Saving the world, one (blank) at a time.
Are you really? What is your metric for doing so? How are you different from companies x, y, and z that are also saving the world, one (blank) at a time? Lastly, what good does it do for me, your intended customer?
You weren't thinking of that when you first wrote that tagline, were you? Probably because it's bullshit and it's not really why you're in business. Don't get me wrong, I'm not saying you don't care about whatever cause you want to help, but if this phrase has crossed your lips in trying to build your brand, it means you are not diving deep enough.
You are choosing to piggyback off a phrase that has no intrinsic meaning other than being a cliché that won't offend anyone.

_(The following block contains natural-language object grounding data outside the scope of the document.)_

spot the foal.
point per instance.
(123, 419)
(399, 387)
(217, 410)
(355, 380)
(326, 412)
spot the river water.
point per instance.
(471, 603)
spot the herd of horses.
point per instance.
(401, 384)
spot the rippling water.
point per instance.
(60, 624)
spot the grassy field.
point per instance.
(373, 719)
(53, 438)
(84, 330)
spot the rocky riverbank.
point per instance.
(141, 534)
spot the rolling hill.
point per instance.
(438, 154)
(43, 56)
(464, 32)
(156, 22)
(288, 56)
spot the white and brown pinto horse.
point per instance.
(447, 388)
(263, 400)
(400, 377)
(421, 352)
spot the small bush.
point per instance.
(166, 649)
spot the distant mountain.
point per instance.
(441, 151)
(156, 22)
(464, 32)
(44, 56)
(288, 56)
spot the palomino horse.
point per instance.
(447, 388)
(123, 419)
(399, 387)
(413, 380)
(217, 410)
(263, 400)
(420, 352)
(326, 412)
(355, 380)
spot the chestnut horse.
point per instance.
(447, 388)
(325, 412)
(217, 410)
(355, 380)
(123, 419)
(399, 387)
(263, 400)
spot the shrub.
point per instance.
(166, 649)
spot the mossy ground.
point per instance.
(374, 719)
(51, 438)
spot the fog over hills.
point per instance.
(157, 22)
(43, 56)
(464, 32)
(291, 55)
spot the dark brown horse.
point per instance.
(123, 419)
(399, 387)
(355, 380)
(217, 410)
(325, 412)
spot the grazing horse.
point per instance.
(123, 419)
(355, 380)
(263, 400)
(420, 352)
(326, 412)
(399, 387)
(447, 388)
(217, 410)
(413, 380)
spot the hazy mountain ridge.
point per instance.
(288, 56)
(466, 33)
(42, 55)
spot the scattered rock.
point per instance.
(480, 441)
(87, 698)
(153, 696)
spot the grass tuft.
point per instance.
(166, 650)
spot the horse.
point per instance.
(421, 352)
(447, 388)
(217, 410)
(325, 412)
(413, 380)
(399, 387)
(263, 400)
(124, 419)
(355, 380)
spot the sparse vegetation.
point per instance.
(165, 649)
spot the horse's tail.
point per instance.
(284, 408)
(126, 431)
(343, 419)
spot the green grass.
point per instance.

You can do better. You and your brand are worth more than a worn out phrase void of passion.
How would you fix it? Take a look at some of the best taglines ever written:
Just Do It.
What do they have in common? They're simple, they break from convention, and they encourage the user to be something more. To be more creative, to be a champion, to feel secure, to be happier. These taglines don't impose the idea that a user needs your company, they inform the user that this company has a shared aspiration whether they use their product or not.
They're not salesy, they're not imposing, and they are not trying to make it about themselves. These taglines are calls that signal the user to a new adventure.
You want people to be inspired by your tagline? Don't settle for cliché bullshit. Dig deep and think about how you can encourage a user to be something they never thought they could have been. Most importantly, do it in a way that brings your unique flavor to it.